Anderson laughed. “Well, I’m surprised he didn’t take Mrs. Greenwood’s class. What better way to maintain his skills than by studying art?”
I thanked Anderson for his information and ended the call. Time to head for the ATM, and then the Cayucos Pier for my meeting with Emil Tiegs.
At close to noon a chill fog enveloped the pier; it was deserted except for a couple of fishermen and a tall, lone figure and a dog at its end. I walked along, my purse heavily weighted with my.357 Magnum, my footfalls echoing on the planks. A seagull wheeled overhead, then dove toward the water.

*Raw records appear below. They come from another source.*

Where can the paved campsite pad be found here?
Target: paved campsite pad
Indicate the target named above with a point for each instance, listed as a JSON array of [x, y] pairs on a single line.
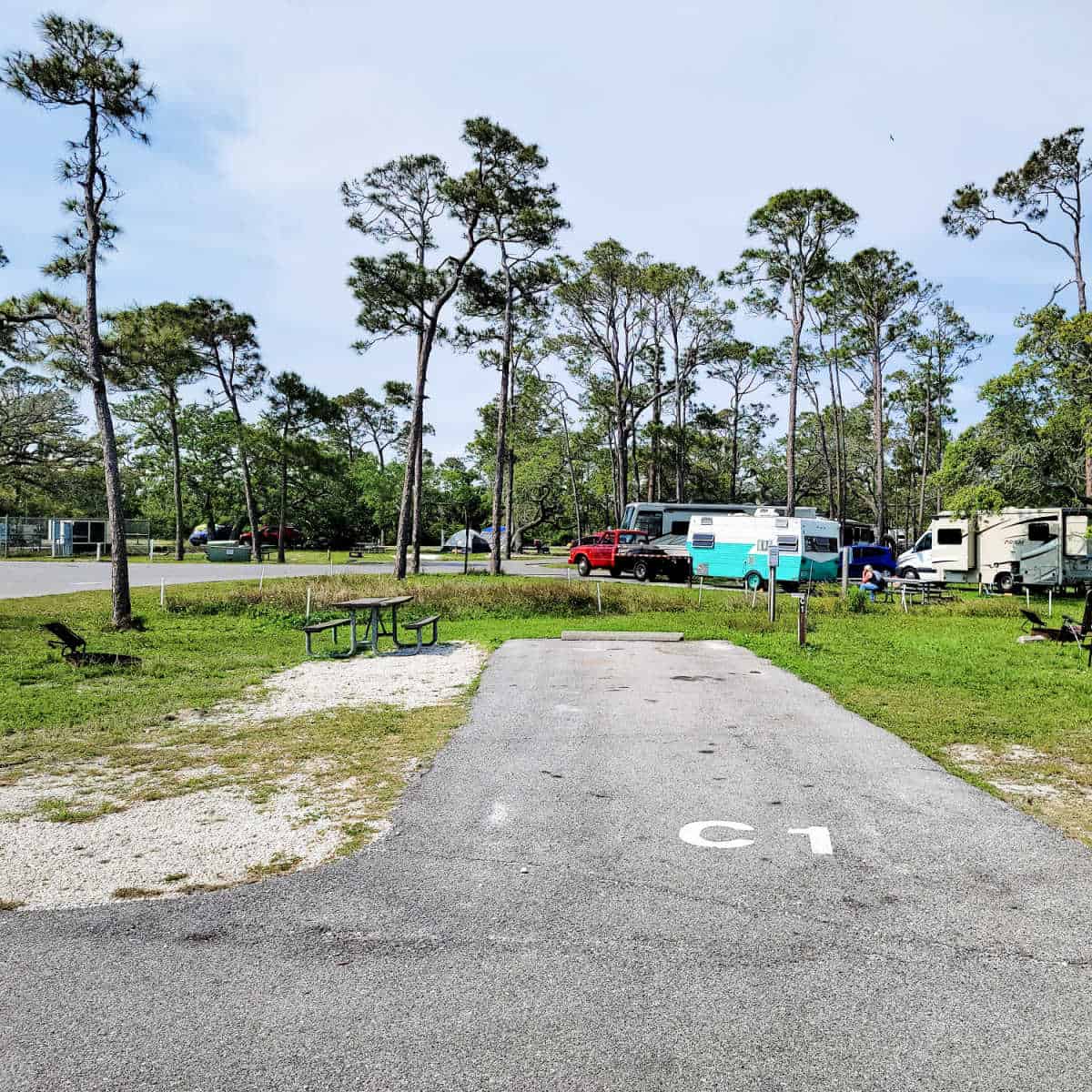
[[536, 922]]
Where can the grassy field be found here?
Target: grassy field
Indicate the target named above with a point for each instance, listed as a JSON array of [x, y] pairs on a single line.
[[949, 680]]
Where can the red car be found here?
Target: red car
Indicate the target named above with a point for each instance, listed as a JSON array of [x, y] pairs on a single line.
[[271, 536], [628, 551]]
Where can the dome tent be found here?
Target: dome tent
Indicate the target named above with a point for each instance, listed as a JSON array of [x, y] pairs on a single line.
[[457, 543]]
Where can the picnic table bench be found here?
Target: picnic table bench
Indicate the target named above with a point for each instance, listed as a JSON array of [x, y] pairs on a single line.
[[418, 626], [375, 628], [318, 627], [927, 591], [359, 550]]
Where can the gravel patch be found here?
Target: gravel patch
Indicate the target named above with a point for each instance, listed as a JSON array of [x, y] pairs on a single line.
[[207, 838], [394, 678], [212, 835]]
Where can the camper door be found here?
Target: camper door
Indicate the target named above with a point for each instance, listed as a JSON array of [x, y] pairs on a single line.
[[953, 545]]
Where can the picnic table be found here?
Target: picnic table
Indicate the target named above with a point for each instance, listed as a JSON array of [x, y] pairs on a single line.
[[375, 607], [927, 591]]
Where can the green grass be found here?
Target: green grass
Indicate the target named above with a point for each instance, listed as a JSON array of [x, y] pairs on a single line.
[[937, 676]]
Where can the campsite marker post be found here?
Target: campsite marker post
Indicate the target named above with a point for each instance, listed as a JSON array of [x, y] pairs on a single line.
[[774, 558]]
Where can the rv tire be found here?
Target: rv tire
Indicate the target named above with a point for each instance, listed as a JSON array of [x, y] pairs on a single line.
[[753, 581]]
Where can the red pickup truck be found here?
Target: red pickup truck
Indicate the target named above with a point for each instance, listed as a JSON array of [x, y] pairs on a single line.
[[621, 551]]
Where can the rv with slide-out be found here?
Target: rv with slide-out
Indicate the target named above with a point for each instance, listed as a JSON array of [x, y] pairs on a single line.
[[1027, 547]]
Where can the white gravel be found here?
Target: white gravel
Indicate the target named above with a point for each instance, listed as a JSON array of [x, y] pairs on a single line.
[[214, 835], [397, 678]]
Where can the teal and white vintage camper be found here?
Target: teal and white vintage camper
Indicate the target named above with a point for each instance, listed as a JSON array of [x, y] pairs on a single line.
[[737, 547]]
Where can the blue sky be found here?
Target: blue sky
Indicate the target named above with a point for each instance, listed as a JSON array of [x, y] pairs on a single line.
[[666, 125]]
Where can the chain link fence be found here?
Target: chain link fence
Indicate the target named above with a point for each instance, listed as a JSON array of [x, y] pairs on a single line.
[[66, 536]]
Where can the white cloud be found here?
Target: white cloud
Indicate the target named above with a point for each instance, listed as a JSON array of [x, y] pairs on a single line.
[[666, 126]]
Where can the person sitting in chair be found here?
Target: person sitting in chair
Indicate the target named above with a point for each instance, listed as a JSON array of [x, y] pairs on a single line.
[[872, 582]]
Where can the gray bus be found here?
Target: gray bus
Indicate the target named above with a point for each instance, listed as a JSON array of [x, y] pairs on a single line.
[[672, 518]]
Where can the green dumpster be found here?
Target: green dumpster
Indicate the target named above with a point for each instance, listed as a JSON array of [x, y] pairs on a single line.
[[228, 551]]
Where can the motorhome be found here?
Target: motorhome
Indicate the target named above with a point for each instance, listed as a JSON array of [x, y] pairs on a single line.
[[737, 546], [1029, 547], [672, 518]]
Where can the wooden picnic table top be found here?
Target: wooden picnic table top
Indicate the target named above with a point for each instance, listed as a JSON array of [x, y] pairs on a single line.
[[381, 601]]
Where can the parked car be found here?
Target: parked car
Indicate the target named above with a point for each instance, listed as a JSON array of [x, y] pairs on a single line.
[[271, 536], [200, 534], [879, 557]]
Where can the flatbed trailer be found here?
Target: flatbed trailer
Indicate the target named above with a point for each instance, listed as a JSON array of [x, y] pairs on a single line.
[[629, 551]]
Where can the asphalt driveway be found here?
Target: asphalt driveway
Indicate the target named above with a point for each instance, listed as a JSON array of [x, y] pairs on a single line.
[[663, 866]]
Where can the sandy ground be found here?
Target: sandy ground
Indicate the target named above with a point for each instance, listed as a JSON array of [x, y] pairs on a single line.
[[1053, 787], [211, 836], [398, 678]]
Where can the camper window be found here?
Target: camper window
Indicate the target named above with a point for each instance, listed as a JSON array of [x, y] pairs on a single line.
[[1077, 536]]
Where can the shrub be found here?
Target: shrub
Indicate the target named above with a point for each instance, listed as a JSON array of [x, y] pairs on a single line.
[[856, 601]]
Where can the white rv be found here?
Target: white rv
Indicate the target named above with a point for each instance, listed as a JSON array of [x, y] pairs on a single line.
[[1032, 547], [737, 546]]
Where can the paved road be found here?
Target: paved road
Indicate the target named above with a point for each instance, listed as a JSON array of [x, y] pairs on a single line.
[[536, 922], [20, 579]]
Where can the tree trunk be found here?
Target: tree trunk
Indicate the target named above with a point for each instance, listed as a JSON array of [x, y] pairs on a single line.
[[654, 487], [509, 505], [680, 431], [467, 541], [248, 492], [734, 470], [416, 419], [176, 469], [511, 480], [572, 473], [925, 458], [419, 490], [622, 453], [121, 601], [501, 460], [1079, 270], [284, 496], [878, 438]]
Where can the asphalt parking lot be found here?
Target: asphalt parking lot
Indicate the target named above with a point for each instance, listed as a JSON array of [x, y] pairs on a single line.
[[662, 866]]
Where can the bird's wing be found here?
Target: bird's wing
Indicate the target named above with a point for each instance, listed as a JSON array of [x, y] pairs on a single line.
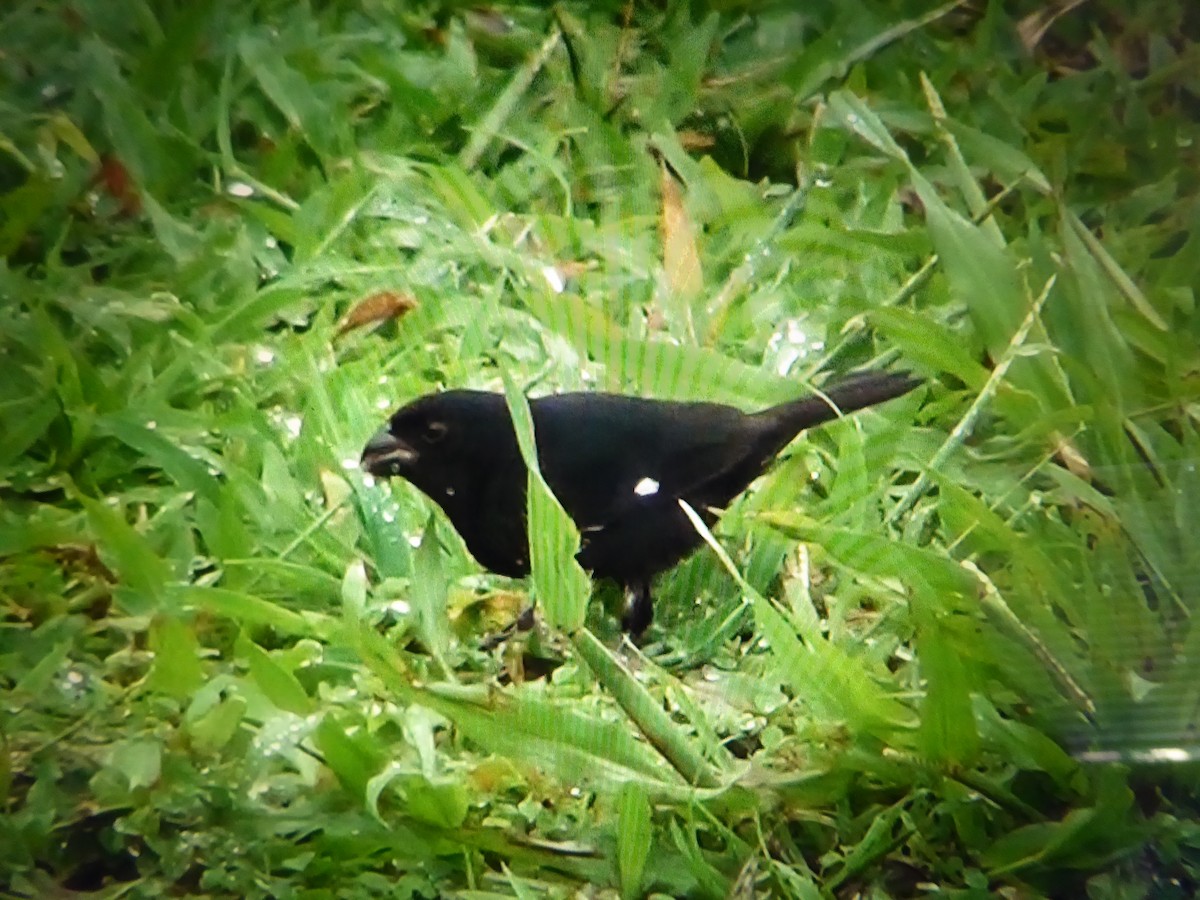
[[605, 456]]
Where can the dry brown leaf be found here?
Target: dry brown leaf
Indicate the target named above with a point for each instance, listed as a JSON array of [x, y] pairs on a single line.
[[376, 307], [695, 139], [681, 258]]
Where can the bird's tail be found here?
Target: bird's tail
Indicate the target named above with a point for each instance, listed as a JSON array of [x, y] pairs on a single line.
[[858, 391]]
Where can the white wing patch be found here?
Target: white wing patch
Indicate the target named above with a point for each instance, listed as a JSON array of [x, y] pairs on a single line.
[[646, 487]]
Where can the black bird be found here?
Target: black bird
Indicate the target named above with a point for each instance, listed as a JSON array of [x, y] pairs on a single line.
[[618, 466]]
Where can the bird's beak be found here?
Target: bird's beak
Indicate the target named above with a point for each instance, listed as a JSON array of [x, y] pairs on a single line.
[[387, 455]]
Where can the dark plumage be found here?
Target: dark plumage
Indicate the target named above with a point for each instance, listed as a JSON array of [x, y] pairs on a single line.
[[618, 466]]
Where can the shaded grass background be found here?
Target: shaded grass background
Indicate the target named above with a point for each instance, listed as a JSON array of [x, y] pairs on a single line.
[[952, 642]]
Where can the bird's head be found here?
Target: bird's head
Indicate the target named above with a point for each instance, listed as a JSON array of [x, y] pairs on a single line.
[[433, 438]]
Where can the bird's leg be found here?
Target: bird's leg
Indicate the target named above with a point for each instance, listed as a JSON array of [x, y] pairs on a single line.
[[522, 623], [639, 607]]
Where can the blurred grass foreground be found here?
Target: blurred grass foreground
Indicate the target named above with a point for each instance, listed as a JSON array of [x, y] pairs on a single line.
[[942, 647]]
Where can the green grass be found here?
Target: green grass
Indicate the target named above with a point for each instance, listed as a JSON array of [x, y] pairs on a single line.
[[943, 643]]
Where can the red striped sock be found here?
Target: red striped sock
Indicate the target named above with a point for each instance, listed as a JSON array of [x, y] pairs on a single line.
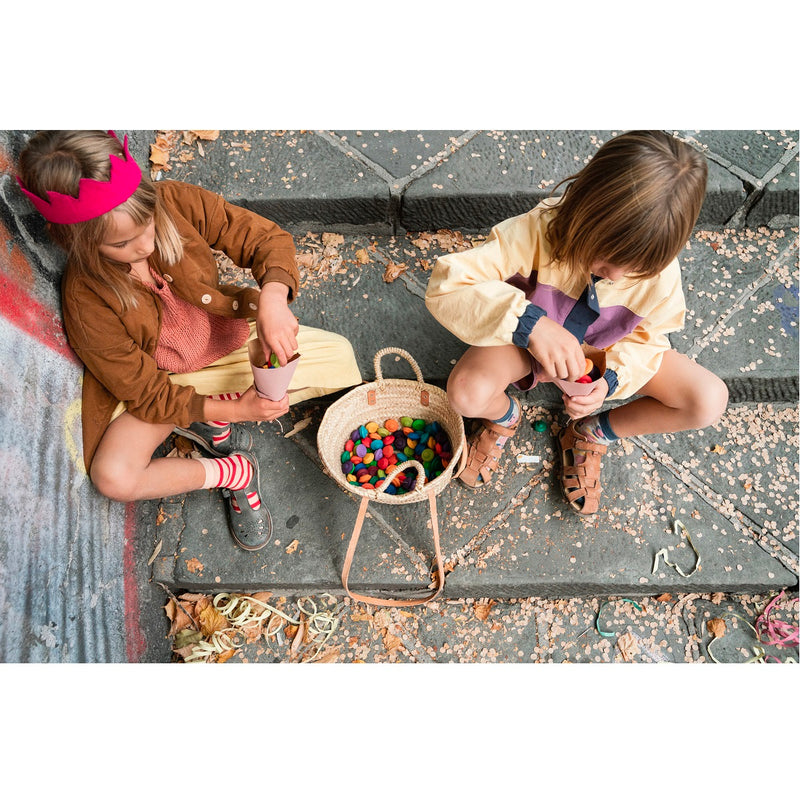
[[232, 472]]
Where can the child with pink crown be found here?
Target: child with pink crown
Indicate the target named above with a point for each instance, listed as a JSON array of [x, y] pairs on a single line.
[[165, 346], [591, 273]]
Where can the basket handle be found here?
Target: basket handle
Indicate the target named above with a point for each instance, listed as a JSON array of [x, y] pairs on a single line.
[[400, 352], [351, 549]]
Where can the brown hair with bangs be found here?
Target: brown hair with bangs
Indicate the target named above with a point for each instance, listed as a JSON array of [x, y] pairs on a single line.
[[634, 205], [56, 161]]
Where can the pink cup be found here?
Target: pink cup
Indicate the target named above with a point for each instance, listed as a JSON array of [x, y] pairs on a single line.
[[272, 382]]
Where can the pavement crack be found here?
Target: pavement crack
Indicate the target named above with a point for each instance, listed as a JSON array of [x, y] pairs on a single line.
[[782, 260], [460, 556], [740, 520]]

As I neared the tall man he turned. His unseeing gaze and the halter on the big blond Lab confirmed the latest on Emil Tiegs, which Derek had relayed to me by cell phone half an hour earlier: Tiegs had been blinded nine years ago in an explosion at a meth lab he and two friends were operating, and his lungs had been damaged as well. He’d plea-bargained, testifying against the friends in exchange for immunity from prosecution, and now he was living on state disability. His wife, Nina, worked as a clerk in a convenience store. No wonder Tiegs had tried to hold me up for five thousand dollars. And why he was willing to take a lot less.
“Mr. Tiegs,” I said, turning on my voice-activated recorder.
“Ms. McCone. Did you bring the five hundred?”
I removed the envelope containing the cash from my bag and put it into his hand. He felt its thickness, ran his fingers over the bills, and shoved it in his pocket. “When can I have the rest?”
“If your information is useful to us, I’ll have it wired to your bank account within twenty-four hours.”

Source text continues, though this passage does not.